Ornith-1.0: Self-scaffolding LLMs for agentic coding

79 points · 3 visible top comments · 2026-06-28 17:58:04 UTC

deep-reinforce.com · Read Story HN original

Comments

SwellJoe · 2026-06-28 20:01:10 UTC

I added this to a benchmark I've been doing of how well agents find security bugs, specifically security bugs originally found by Mythos.

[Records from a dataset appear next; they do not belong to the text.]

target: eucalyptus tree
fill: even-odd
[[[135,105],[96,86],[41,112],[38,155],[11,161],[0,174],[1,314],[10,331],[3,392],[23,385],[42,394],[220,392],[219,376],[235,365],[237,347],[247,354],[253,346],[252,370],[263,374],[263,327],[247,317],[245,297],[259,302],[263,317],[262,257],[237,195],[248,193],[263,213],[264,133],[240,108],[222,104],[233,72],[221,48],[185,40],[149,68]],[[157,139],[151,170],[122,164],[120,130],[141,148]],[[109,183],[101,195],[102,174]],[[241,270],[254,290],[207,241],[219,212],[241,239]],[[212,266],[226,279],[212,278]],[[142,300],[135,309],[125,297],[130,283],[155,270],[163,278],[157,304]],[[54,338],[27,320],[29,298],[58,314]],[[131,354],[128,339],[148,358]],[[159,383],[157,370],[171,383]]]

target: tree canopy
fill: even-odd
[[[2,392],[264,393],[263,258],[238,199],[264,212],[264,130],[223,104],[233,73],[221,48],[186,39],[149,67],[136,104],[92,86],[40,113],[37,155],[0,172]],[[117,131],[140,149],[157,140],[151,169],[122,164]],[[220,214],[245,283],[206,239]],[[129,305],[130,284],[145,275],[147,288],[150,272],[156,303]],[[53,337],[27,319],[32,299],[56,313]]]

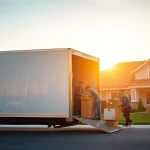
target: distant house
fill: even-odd
[[[123,62],[112,69],[102,71],[101,96],[103,100],[120,98],[120,89],[124,89],[137,109],[141,99],[144,107],[150,105],[150,59],[147,61]]]

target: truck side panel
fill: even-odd
[[[0,54],[0,117],[69,117],[68,51]]]

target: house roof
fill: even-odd
[[[127,88],[132,80],[131,71],[146,61],[122,62],[116,64],[112,69],[100,73],[101,89]]]
[[[145,61],[143,64],[141,64],[140,66],[138,66],[137,68],[135,68],[131,73],[135,73],[136,71],[138,71],[139,69],[141,69],[142,67],[144,67],[146,64],[148,64],[150,62],[150,58]]]
[[[128,85],[145,85],[150,84],[150,79],[132,80]]]

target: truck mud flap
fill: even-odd
[[[120,129],[122,129],[121,127],[115,128],[115,127],[109,126],[105,123],[105,121],[85,119],[85,118],[81,118],[81,117],[77,117],[77,116],[74,116],[74,118],[78,121],[84,122],[88,125],[91,125],[91,126],[97,128],[97,129],[100,129],[106,133],[113,133],[113,132],[116,132],[116,131],[119,131]]]

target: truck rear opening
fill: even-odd
[[[79,81],[83,81],[84,86],[91,86],[99,91],[99,61],[94,57],[88,59],[88,57],[72,55],[72,78],[73,103],[75,87],[78,86]],[[75,115],[74,111],[73,115]]]
[[[79,81],[99,90],[99,58],[65,48],[0,52],[0,124],[74,122]]]

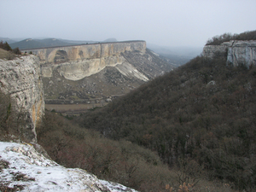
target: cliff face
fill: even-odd
[[[32,51],[39,57],[44,77],[52,77],[52,72],[58,67],[61,76],[69,80],[79,80],[99,73],[106,67],[124,63],[125,60],[121,53],[134,50],[145,52],[146,42],[105,43]],[[148,80],[143,75],[138,78]]]
[[[21,134],[28,141],[35,143],[35,129],[44,111],[40,73],[39,60],[35,55],[12,61],[0,60],[0,89],[11,96],[15,109],[25,114],[26,125],[22,127]]]
[[[45,101],[51,104],[102,107],[113,96],[124,95],[174,67],[147,49],[144,41],[26,51],[39,57]]]
[[[256,41],[230,41],[221,45],[207,45],[203,55],[212,57],[215,53],[227,55],[227,64],[244,64],[247,68],[256,65]]]

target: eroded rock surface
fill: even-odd
[[[128,93],[174,67],[148,49],[144,41],[32,51],[39,57],[45,102],[49,104],[102,107],[108,98]]]
[[[213,57],[220,53],[227,55],[227,64],[232,66],[245,65],[247,68],[256,65],[256,41],[230,41],[220,45],[207,45],[203,55]]]
[[[31,142],[37,141],[35,128],[44,111],[40,73],[39,60],[35,55],[0,60],[0,89],[10,95],[17,112],[24,114],[22,134]]]

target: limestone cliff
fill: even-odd
[[[144,41],[26,51],[39,57],[45,101],[51,104],[102,106],[174,67],[148,49]]]
[[[30,142],[37,141],[35,128],[44,111],[40,73],[39,60],[35,55],[0,60],[0,89],[10,95],[15,109],[24,114],[26,125],[21,134]]]
[[[227,64],[245,65],[247,68],[256,65],[256,41],[230,41],[220,45],[207,45],[203,55],[212,57],[215,53],[225,54]]]

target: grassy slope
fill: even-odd
[[[15,55],[0,48],[0,59],[13,59]]]

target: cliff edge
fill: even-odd
[[[245,65],[247,68],[256,65],[256,41],[231,40],[220,45],[206,45],[203,55],[213,57],[214,54],[224,54],[227,56],[227,65]]]
[[[44,87],[39,60],[35,55],[0,60],[0,89],[9,95],[15,110],[22,114],[24,125],[20,134],[37,142],[36,126],[44,112]]]

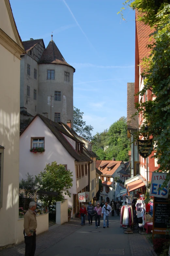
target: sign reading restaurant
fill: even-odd
[[[152,151],[152,139],[137,139],[138,151],[144,158],[146,158],[151,154]]]

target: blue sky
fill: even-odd
[[[135,13],[123,0],[10,0],[23,41],[53,39],[76,69],[74,105],[93,134],[127,116],[127,83],[134,80]]]

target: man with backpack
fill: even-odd
[[[92,222],[93,221],[93,216],[94,212],[94,207],[92,204],[91,202],[89,203],[88,206],[87,208],[87,213],[88,215],[88,225],[92,225]],[[90,223],[91,221],[91,223]]]
[[[107,219],[106,226],[107,227],[109,227],[109,215],[112,210],[112,207],[109,205],[106,202],[105,205],[102,208],[101,212],[101,217],[103,217],[103,228],[106,227],[106,219]]]

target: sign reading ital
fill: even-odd
[[[144,140],[137,139],[138,151],[139,153],[144,158],[146,158],[151,154],[153,150],[152,146],[152,139]]]

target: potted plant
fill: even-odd
[[[30,152],[32,152],[32,153],[34,153],[35,154],[36,154],[37,152],[40,152],[40,154],[42,154],[42,153],[44,152],[45,150],[43,148],[36,147],[34,147],[32,149],[31,149],[29,151]]]

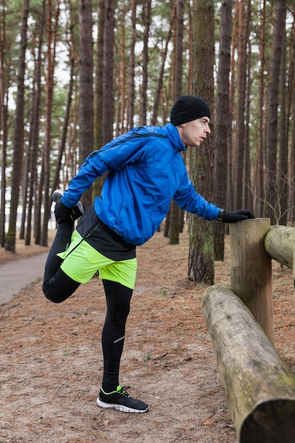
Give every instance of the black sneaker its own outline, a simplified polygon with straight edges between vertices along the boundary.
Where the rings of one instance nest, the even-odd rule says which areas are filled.
[[[62,199],[62,192],[59,190],[54,191],[52,196],[52,202],[54,202],[54,203],[57,203],[57,202],[59,202],[59,200]],[[72,208],[71,212],[71,219],[73,220],[73,222],[79,219],[79,217],[81,217],[82,214],[85,212],[85,210],[86,209],[82,202],[78,202],[78,203],[75,205],[75,206]]]
[[[141,400],[136,400],[130,397],[125,388],[118,386],[116,391],[107,393],[100,388],[99,396],[96,401],[100,408],[112,408],[122,413],[146,413],[149,410],[149,406]]]

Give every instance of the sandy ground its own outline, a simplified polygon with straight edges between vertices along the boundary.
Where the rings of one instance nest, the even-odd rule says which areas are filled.
[[[230,251],[216,283],[230,282]],[[0,263],[13,257],[0,251]],[[35,247],[34,254],[44,252]],[[4,255],[5,255],[4,257]],[[187,279],[188,235],[170,246],[156,233],[138,248],[137,287],[121,364],[122,386],[146,414],[99,408],[101,282],[66,302],[45,299],[40,279],[0,306],[0,443],[236,442],[201,309],[207,287]],[[273,265],[276,347],[295,372],[291,272]],[[16,271],[21,272],[22,270]]]

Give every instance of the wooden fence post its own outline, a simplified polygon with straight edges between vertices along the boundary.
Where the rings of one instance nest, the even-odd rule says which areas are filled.
[[[265,249],[270,219],[254,219],[229,225],[231,289],[252,312],[273,343],[272,259]]]
[[[274,224],[270,226],[265,240],[267,254],[289,269],[293,269],[294,231],[291,226]]]

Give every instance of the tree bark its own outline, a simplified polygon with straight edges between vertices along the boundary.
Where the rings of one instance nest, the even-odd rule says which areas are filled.
[[[93,42],[92,39],[92,1],[79,0],[79,142],[80,161],[93,151]],[[82,201],[88,207],[92,203],[91,188],[84,192]]]
[[[219,57],[215,115],[215,202],[226,208],[228,134],[231,125],[229,109],[229,71],[231,66],[232,0],[221,4],[219,30]],[[215,224],[214,258],[224,260],[225,224]]]
[[[286,0],[277,0],[274,30],[266,132],[267,216],[273,224],[277,221],[277,143],[279,73],[282,51],[282,33],[286,25]]]
[[[13,137],[13,158],[11,177],[11,200],[9,214],[8,231],[5,249],[16,252],[16,219],[19,198],[19,186],[21,176],[21,165],[23,151],[23,113],[25,93],[25,50],[27,47],[28,18],[29,0],[24,0],[21,26],[21,40],[18,74],[18,91],[16,98],[16,120]]]
[[[208,103],[211,122],[214,122],[214,2],[197,1],[192,29],[193,70],[196,79],[194,91]],[[204,81],[204,79],[206,81]],[[214,199],[214,139],[208,137],[197,149],[192,149],[192,182],[197,191],[209,201]],[[192,214],[190,216],[190,251],[188,277],[194,282],[212,284],[214,278],[213,224]]]

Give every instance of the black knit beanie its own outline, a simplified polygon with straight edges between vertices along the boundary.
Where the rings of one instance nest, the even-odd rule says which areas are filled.
[[[210,110],[204,100],[194,96],[180,96],[172,107],[170,120],[178,126],[202,117],[210,118]]]

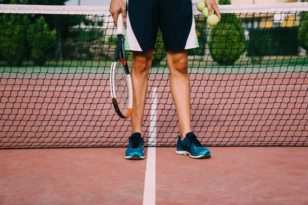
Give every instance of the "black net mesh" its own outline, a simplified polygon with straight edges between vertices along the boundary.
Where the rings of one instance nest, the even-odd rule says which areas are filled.
[[[191,123],[202,144],[308,145],[308,14],[301,9],[223,13],[212,27],[195,12]],[[0,13],[0,148],[127,146],[130,119],[116,115],[110,94],[112,21],[107,11]],[[143,123],[145,141],[154,136],[157,146],[175,146],[179,132],[168,78],[159,31]]]

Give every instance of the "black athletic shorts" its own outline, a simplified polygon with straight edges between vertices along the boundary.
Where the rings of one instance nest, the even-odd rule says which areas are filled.
[[[126,0],[124,48],[154,48],[158,27],[166,50],[199,47],[191,0]]]

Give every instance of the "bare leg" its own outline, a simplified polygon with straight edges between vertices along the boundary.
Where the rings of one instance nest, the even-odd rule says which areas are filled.
[[[188,51],[167,51],[167,62],[170,72],[170,88],[175,104],[183,139],[190,126],[190,87],[187,72]]]
[[[133,88],[133,107],[131,115],[132,133],[142,135],[142,121],[148,89],[148,75],[152,62],[153,50],[133,52],[130,77]]]

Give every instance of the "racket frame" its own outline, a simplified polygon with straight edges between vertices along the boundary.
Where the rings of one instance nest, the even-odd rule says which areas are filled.
[[[117,43],[117,48],[116,53],[111,64],[110,74],[110,93],[112,99],[112,104],[115,108],[116,112],[118,115],[121,118],[126,118],[128,117],[131,113],[132,108],[132,87],[131,84],[131,80],[130,79],[130,74],[129,69],[126,62],[126,58],[125,55],[125,51],[124,50],[124,43],[123,39],[123,19],[122,18],[122,14],[120,14],[118,18],[118,26],[117,27],[118,32],[118,42]],[[120,56],[121,55],[121,56]],[[125,73],[126,76],[126,80],[127,81],[127,87],[128,89],[128,108],[127,110],[127,114],[123,115],[119,108],[119,104],[117,100],[117,96],[116,94],[114,79],[115,73],[114,70],[117,65],[117,62],[122,63],[124,67]]]

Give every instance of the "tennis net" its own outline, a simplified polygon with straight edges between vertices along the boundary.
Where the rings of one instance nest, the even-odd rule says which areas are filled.
[[[207,146],[308,146],[308,3],[194,5],[191,123]],[[109,73],[117,41],[108,6],[0,4],[0,148],[127,145]],[[173,146],[178,124],[162,37],[149,75],[146,145]],[[131,53],[127,54],[130,64]]]

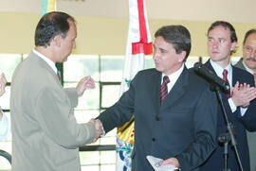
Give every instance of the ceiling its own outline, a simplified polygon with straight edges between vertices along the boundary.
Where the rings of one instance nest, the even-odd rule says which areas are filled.
[[[72,15],[127,17],[128,0],[56,0]],[[149,19],[256,23],[255,0],[145,0]],[[41,0],[1,0],[0,12],[40,13]]]

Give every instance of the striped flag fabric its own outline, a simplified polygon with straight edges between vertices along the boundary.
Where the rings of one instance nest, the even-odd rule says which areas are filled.
[[[129,28],[120,95],[129,89],[129,84],[136,74],[144,69],[145,55],[150,54],[152,54],[152,40],[144,0],[129,0]],[[136,131],[134,119],[135,117],[118,128],[117,171],[131,170]]]

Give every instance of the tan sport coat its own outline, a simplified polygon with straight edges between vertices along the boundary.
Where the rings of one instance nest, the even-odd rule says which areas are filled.
[[[36,54],[16,68],[11,81],[12,171],[79,171],[79,146],[96,136],[93,124],[78,124],[75,89],[64,89]]]

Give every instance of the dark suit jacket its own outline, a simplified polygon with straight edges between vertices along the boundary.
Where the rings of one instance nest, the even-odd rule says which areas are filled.
[[[205,63],[205,66],[210,70],[213,71],[213,68],[209,61]],[[215,72],[214,72],[215,73]],[[236,83],[236,81],[240,83],[248,83],[254,86],[253,77],[237,67],[232,66],[232,86]],[[222,97],[224,100],[225,109],[227,111],[228,117],[229,122],[234,126],[234,134],[237,142],[237,149],[240,155],[242,164],[245,171],[249,171],[249,157],[248,157],[248,145],[247,139],[246,129],[254,130],[256,129],[256,101],[253,100],[249,105],[247,112],[242,117],[240,114],[240,108],[232,112],[228,102],[227,95],[223,93]],[[217,122],[217,135],[227,132],[227,125],[224,119],[224,113],[220,108],[218,109],[218,122]],[[218,142],[216,140],[216,142]],[[224,146],[218,144],[216,150],[210,155],[210,158],[203,164],[202,170],[210,171],[210,170],[222,170],[224,168]],[[234,149],[229,147],[229,160],[228,160],[229,168],[231,171],[240,171],[237,158],[235,156]]]
[[[139,72],[130,89],[99,119],[109,131],[135,114],[133,170],[154,170],[147,155],[176,157],[182,170],[198,170],[216,145],[214,93],[207,82],[185,67],[160,106],[160,83],[161,73],[155,69]]]
[[[234,66],[247,71],[246,67],[243,64],[243,58],[241,58]],[[256,171],[256,132],[247,131],[247,135],[249,148],[250,170]]]

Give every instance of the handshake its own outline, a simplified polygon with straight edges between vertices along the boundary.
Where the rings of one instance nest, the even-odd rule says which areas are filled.
[[[96,129],[96,137],[92,143],[95,143],[101,136],[105,134],[102,123],[98,119],[91,119],[90,123],[94,124]]]

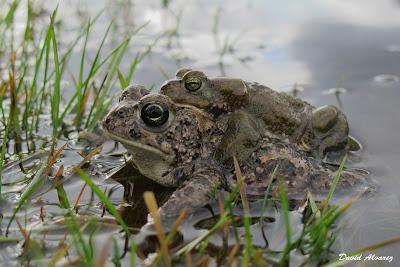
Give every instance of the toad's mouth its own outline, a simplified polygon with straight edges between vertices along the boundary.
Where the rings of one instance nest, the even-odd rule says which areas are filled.
[[[108,137],[120,142],[129,151],[133,164],[142,175],[164,186],[176,186],[174,180],[166,177],[174,168],[174,155],[167,154],[153,146],[127,140],[108,131],[105,132]]]
[[[105,129],[104,129],[104,132],[106,133],[106,135],[109,138],[111,138],[111,139],[113,139],[115,141],[118,141],[121,144],[123,144],[129,151],[144,150],[147,153],[151,153],[153,155],[159,156],[160,158],[162,158],[166,162],[169,162],[169,163],[173,163],[174,162],[175,156],[167,154],[167,153],[161,151],[158,148],[155,148],[155,147],[153,147],[151,145],[143,144],[141,142],[135,142],[135,141],[132,141],[132,140],[128,140],[128,139],[126,139],[124,137],[121,137],[121,136],[118,136],[116,134],[110,133],[109,131],[107,131]]]

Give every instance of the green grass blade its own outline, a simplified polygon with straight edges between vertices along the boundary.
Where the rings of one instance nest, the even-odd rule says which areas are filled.
[[[340,176],[342,175],[343,169],[344,169],[344,165],[346,164],[346,160],[347,160],[347,154],[343,157],[342,162],[340,162],[340,166],[339,169],[336,171],[336,175],[332,180],[332,185],[331,188],[329,189],[329,193],[328,196],[326,198],[326,202],[327,204],[331,203],[332,197],[333,197],[333,193],[335,192],[336,186],[339,182]]]
[[[85,172],[83,172],[82,170],[78,170],[78,174],[82,178],[82,180],[85,181],[87,185],[93,190],[93,192],[98,196],[98,198],[105,205],[107,210],[111,213],[111,215],[114,216],[116,221],[122,226],[124,231],[127,234],[130,234],[129,228],[126,225],[125,221],[122,219],[117,209],[108,199],[108,197],[103,193],[103,191],[101,191],[101,189],[92,181],[92,179],[90,179],[90,177]]]
[[[29,197],[37,191],[38,188],[40,188],[45,180],[45,171],[46,171],[46,165],[45,163],[42,163],[41,167],[39,170],[36,172],[35,176],[33,177],[32,181],[29,183],[27,188],[24,190],[22,193],[20,199],[18,200],[16,206],[13,209],[13,212],[11,214],[11,218],[8,221],[7,227],[6,227],[6,236],[8,235],[8,230],[11,226],[11,223],[13,222],[17,212],[19,209],[22,207],[22,205],[29,199]]]

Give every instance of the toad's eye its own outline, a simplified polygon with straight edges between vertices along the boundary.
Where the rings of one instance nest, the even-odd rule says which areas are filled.
[[[158,103],[148,103],[143,106],[140,116],[144,123],[151,127],[158,127],[168,121],[168,108]]]
[[[201,79],[198,77],[189,77],[185,80],[185,88],[191,92],[199,90],[201,87]]]

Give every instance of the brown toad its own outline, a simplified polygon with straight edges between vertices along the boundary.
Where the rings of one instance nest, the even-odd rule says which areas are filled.
[[[246,177],[248,194],[254,197],[265,194],[277,165],[277,177],[284,180],[290,198],[307,190],[329,190],[336,168],[308,156],[295,143],[271,138],[262,119],[238,110],[226,127],[204,110],[176,104],[165,95],[142,91],[131,96],[110,111],[103,129],[126,147],[144,176],[177,188],[160,208],[163,218],[206,205],[220,188],[231,190],[236,183],[232,155]],[[346,170],[338,189],[363,181],[362,173]],[[272,192],[276,186],[274,181]]]
[[[176,79],[162,85],[160,92],[176,103],[198,107],[218,119],[224,119],[230,112],[245,110],[262,118],[272,134],[287,137],[319,158],[329,151],[342,151],[343,155],[350,145],[358,149],[356,142],[349,138],[346,116],[335,106],[315,108],[257,83],[209,78],[200,71],[181,69]]]

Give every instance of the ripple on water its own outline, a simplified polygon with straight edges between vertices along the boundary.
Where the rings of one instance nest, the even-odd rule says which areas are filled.
[[[347,93],[347,89],[343,87],[337,87],[337,88],[329,88],[326,90],[322,91],[323,95],[335,95],[335,94],[344,94]]]
[[[374,77],[374,82],[379,85],[394,85],[400,81],[399,76],[393,74],[380,74]]]

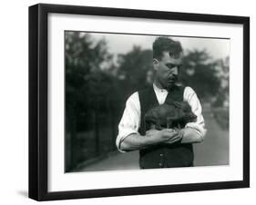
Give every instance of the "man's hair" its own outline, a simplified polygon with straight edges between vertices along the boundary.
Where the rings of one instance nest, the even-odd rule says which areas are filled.
[[[182,53],[179,42],[168,37],[158,37],[153,43],[153,58],[161,60],[163,52],[169,52],[170,56],[177,57]]]

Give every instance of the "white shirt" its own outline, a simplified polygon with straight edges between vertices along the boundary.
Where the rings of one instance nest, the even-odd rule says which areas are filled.
[[[165,89],[159,89],[153,84],[154,92],[156,93],[158,102],[159,104],[163,104],[168,95],[168,91]],[[169,93],[171,94],[171,93]],[[183,93],[183,101],[187,102],[191,111],[197,115],[197,121],[189,122],[185,127],[189,127],[196,130],[199,134],[203,138],[206,133],[204,119],[201,114],[201,105],[198,99],[196,93],[190,87],[185,87]],[[122,116],[122,119],[118,125],[118,135],[116,140],[116,144],[120,151],[120,142],[128,135],[132,133],[138,133],[138,128],[140,126],[140,102],[138,98],[138,93],[132,93],[127,100],[126,108]]]

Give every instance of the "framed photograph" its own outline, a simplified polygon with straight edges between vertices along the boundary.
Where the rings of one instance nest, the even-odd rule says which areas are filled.
[[[29,197],[250,186],[250,19],[29,7]]]

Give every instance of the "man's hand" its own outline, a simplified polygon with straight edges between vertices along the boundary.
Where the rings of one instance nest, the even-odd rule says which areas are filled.
[[[154,143],[173,143],[180,139],[179,132],[174,129],[163,129],[161,131],[149,130],[146,132],[146,136],[151,138]]]

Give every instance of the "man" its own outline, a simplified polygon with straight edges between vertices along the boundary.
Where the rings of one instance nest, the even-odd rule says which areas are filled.
[[[134,93],[126,102],[116,142],[120,151],[139,150],[141,169],[193,166],[192,143],[204,139],[206,130],[197,94],[190,87],[176,84],[181,57],[179,42],[158,37],[153,43],[153,86]],[[187,102],[197,116],[196,122],[181,129],[146,131],[146,112],[171,102]]]

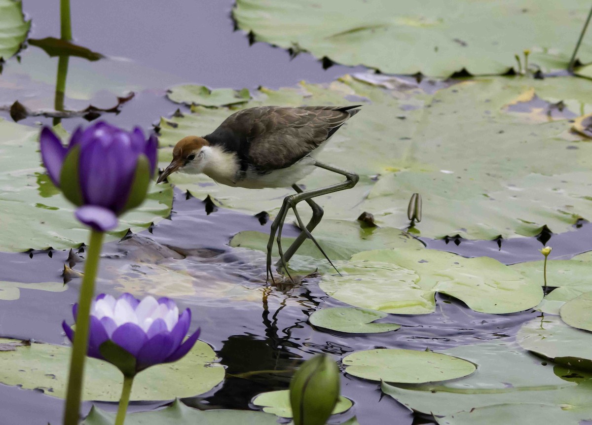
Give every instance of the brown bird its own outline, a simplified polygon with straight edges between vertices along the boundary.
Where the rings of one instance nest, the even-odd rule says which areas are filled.
[[[291,279],[286,264],[307,238],[314,243],[333,266],[311,234],[323,214],[323,209],[313,198],[353,188],[359,178],[354,173],[319,162],[315,156],[345,121],[359,111],[356,108],[361,106],[268,106],[239,111],[210,134],[203,137],[189,136],[177,142],[173,150],[173,160],[157,182],[171,173],[181,170],[189,174],[203,173],[218,183],[249,189],[291,186],[297,193],[284,198],[271,225],[267,245],[268,279],[271,275],[275,281],[271,270],[271,252],[276,233],[279,252],[278,264],[284,268]],[[346,180],[304,192],[297,183],[315,167],[341,174]],[[313,210],[313,217],[306,226],[296,210],[296,205],[302,201],[306,201]],[[282,228],[290,209],[294,211],[301,232],[284,255]]]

It performs poorly with only read/grep/ls tools, but in a follow-up test with a full shell and Python, it doubled its findings (still a poor showing, but it does at least indicate it is doing what it says on the tin: making tools to help it solve problems). It also did worse than Qwen AgentWorld, another recent post-train of Qwen 3.6 MoE intended for agentic use.

https://swelljoe.com/post/will-it-mythos/

kordlessagain · 2026-06-29 04:33:02 UTC

Good to know. Thanks for the research!

hedgehog · 2026-06-29 23:22:49 UTC

It would be really interesting to see how the Qwen 3.6 35B model compares to the 27B on your benchmark.

Balinares · 2026-06-29 12:11:50 UTC

I'd have expected this to get more HN attention. Qwen 3.6 35B capability in a 9B model is a bonkers claim.

chid · 2026-06-29 13:12:28 UTC

I thought so too when I read the headline but I expect it's basically Qwen3.5-9B

juliangoldsmith · 2026-06-29 17:38:32 UTC

It looks like they're comparing Orinth 9B to Qwen 3.5 35B, not Qwen 3.6. I guess it kind of makes sense since it's a finetune of 3.5, but I totally missed until I looked closely.

In my brief tests, Ornith 35B performed quite well. It won't replace DeepSeek V4 Flash for me, but if it was fast and cheap enough it might.

I don't remember being super impressed with Ornith 9B, but I could see it being on par with Qwen 3.5 35B.

nzach · 2026-06-29 12:18:07 UTC

Instead of training the model to directly answer questions we trained the model to always write and execute the code that would solve the question ?

If that is the case, this isn't just a fancy way to perform prompt optimization?